ZEN AND THE DARK: A Dharma Talk

ZEN AND THE DARK: A Dharma Talk

 

ZEN AND THE DARK

Chris Hoff
Dharma Teacher
Empty Moon Zen

This week I visited Sedona Arizona. Sedona is a place I have visited regularly since the first time I visited over 25 years ago. I know this might be cliché but, I just like the vibe. And its beauty of course.

Sedona is known for a lot of things, but Zen? Not so much. That might be changing as I discovered that there is a Dharma successor of Roshi Pat Enkyo O’Hara of the Village Zendo in New York with a center in Sedona now. But I am sure most of you know Sedona as the place with the vortexes, psychics, crystals, and various spiritual gurus of all kinds. I even found myself standing in line at the local vegan lunch spot behind a well-known “transformational Motivational speaker.” He was being hit up by one of his fans.

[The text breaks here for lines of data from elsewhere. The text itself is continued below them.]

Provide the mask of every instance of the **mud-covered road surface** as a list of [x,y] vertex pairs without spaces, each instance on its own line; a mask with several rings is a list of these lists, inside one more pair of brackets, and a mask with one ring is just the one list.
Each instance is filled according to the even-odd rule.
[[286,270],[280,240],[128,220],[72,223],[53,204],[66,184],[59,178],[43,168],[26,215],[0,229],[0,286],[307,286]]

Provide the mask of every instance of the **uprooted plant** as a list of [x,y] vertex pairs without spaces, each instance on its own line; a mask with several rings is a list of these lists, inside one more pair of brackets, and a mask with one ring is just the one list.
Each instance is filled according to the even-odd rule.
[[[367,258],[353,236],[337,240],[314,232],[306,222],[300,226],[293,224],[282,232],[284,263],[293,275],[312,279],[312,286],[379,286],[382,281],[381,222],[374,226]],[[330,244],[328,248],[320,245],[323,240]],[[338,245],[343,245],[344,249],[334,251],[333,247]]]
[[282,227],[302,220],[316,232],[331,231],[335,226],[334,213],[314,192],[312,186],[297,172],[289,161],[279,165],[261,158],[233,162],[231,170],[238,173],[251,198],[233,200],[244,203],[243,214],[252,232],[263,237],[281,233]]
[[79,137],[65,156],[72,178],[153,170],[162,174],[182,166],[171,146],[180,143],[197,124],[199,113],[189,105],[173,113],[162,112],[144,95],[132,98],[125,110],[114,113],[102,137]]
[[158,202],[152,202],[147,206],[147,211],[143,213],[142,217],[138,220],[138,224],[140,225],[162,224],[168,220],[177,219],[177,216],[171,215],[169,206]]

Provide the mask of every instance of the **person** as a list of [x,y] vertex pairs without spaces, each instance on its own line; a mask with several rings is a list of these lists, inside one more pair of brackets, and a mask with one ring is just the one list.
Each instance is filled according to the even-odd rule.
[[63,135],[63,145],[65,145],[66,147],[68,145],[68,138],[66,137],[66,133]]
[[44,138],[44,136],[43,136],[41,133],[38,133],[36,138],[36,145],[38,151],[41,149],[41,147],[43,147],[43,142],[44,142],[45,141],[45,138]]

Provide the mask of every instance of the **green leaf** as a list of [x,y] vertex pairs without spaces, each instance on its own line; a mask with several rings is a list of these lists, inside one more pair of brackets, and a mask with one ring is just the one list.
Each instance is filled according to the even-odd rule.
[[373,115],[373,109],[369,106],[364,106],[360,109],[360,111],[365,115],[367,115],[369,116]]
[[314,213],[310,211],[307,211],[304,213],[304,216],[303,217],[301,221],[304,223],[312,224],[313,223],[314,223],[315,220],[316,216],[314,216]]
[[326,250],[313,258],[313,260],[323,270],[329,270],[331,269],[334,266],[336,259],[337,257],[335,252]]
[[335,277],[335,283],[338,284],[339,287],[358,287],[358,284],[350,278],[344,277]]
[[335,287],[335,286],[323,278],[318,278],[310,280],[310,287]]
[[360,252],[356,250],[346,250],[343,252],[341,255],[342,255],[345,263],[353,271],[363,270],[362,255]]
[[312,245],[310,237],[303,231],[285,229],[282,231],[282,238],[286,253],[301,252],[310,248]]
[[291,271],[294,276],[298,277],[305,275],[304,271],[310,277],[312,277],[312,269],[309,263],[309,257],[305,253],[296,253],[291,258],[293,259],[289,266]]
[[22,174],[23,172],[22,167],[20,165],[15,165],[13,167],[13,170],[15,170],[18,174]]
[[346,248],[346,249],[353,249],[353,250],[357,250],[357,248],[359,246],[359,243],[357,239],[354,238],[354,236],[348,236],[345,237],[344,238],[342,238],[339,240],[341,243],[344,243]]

I don’t think it’s an exaggeration to say that Sedona is mecca for the Love & Light folks.

It was also while I was in Sedona where I found out about another mass shooting at a school that killed 19 children and two adults.

The light and the dark.

Regarding the shooting in Texas, I don’t know if I can add anything to the conversation that hasn’t already been said, over and over again. But this recent experience of being in the land of love and light has me wanting to talk about the dark.

There’s a poem by Robert Bly I return to often and use in my therapy practice. It’s titled Warning To The Reader and it goes..

Sometimes farm granaries become especially beautiful when all the oats or wheat are gone, and wind has swept the rough floor clean. Standing inside, we see around us, coming in through the cracks between shrunken wall boards, bands or strips of sunlight. So in a poem about imprisonment, one sees a little light.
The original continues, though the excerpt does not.